I'm actually quite curious what the lot of you think about this subject, because, in the end, this is the most important thing that imho makes a hit out of a game - it's a trump card in the indy developer's sleeve, by which he can outshadow far bigger competitors... So, what does make one game a good game?
I've been thinking quite a lot about this one, and while every genre by itself is by definition hated by some, and loved by some, i think the mechanics make the biggest impact on the gamer's experience and satisfaction. Keeping it simple, expanding along the learning curve and making it random enough to keep a player interested is obviously a one way to go about things: games like Torchlight have used this strategy to great extent.

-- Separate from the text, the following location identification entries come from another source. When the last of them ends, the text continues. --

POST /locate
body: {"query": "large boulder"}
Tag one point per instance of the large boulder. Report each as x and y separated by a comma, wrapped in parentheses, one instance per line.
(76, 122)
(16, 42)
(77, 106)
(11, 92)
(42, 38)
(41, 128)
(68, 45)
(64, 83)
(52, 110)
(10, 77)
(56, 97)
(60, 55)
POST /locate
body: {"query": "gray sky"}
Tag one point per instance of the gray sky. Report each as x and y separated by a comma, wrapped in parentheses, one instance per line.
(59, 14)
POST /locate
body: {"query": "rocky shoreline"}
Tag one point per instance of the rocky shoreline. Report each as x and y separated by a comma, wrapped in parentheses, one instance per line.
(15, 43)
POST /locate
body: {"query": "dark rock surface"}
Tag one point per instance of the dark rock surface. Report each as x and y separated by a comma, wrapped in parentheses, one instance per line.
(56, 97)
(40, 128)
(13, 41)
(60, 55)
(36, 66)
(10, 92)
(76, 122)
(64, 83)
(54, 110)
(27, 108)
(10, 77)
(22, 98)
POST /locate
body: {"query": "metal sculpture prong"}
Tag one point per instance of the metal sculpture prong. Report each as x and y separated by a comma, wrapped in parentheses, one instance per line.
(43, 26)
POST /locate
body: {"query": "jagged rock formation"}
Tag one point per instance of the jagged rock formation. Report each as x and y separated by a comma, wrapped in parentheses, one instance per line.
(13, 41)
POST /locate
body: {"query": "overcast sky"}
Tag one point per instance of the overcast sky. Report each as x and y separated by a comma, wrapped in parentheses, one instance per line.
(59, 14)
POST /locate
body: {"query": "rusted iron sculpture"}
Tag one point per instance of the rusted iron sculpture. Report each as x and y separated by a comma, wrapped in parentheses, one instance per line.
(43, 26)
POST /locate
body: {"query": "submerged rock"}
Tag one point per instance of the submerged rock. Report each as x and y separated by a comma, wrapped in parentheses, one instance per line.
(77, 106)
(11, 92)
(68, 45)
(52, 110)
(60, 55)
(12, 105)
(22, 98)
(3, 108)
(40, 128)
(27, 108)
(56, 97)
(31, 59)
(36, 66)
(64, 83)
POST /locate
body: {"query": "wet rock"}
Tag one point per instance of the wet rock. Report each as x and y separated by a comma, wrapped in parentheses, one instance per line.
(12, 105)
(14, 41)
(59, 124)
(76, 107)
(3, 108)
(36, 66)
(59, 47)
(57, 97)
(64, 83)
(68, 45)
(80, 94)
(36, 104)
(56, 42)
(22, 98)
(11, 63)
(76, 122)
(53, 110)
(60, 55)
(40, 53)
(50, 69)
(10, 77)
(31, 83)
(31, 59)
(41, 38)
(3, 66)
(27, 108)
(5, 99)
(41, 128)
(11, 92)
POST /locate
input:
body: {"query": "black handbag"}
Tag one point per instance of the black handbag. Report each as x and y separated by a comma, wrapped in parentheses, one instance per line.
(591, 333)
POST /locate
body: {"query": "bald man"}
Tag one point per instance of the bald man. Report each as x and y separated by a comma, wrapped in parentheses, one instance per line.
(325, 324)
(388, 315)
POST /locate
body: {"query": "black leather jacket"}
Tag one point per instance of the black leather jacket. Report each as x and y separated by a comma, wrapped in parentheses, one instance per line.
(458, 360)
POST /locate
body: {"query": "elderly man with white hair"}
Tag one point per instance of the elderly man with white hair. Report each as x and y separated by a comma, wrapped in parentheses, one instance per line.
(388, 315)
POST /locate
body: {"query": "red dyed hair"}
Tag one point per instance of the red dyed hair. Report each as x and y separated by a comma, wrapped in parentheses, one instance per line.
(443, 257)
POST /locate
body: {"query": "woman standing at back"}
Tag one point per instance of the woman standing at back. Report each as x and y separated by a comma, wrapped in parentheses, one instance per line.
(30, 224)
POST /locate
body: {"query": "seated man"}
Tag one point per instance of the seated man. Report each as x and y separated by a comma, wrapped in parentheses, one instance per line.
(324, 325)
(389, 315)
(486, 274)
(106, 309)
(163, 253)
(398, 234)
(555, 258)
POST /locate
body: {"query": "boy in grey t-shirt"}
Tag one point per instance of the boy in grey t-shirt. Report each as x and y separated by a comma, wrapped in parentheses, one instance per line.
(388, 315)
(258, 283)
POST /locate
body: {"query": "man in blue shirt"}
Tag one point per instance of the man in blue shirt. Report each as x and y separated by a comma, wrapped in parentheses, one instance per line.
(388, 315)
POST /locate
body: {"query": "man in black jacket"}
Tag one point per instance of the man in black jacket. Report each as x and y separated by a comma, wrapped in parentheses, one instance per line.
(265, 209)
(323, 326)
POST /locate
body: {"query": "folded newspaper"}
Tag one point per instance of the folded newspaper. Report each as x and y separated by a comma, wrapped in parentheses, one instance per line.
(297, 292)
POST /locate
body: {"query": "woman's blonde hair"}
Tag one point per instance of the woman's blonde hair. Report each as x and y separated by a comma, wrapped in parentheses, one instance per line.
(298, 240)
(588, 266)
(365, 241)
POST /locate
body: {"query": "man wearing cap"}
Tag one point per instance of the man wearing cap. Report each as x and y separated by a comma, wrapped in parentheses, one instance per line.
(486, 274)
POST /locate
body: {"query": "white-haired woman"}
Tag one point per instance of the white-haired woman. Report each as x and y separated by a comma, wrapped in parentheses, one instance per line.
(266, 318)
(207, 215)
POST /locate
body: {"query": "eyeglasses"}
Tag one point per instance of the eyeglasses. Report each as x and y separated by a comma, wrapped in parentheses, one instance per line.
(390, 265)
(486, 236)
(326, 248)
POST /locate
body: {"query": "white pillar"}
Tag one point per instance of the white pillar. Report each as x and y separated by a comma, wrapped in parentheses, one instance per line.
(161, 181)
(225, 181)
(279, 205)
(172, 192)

Enough roguelike to make people replay and replay, and simple enough to attract the general population, Torchlight has made its way into the hearts (and pockets) of many players worldwide. Obviously, hardcore roguelike lovers will argue that this isn't turnbased, very VERY simple and that it's only got 3 characters, but the main idea is to take what is brilliant from one genre and succesfully implement it in another. This is also worth considering.
Implementing new, never-before-seen mechanics, ideas and insights has always been an advantage of an indy developer, and i think we should hold this advantage firmly within our grasp. Still, this has an issue worth addressing: we need to keep it interesting, new and FAMILLIAR. If people see the idea as too abstract, many will be repulsed by it, thinking it has a steep learning curve, or that's impossible to enjoy or see what is actually going on. So we need to think about that too..
Anyway, these are some of my insights and i'd love to see what you guys think makes a great game. I think this discussion will help us all make good games that people will love to p(l)ay.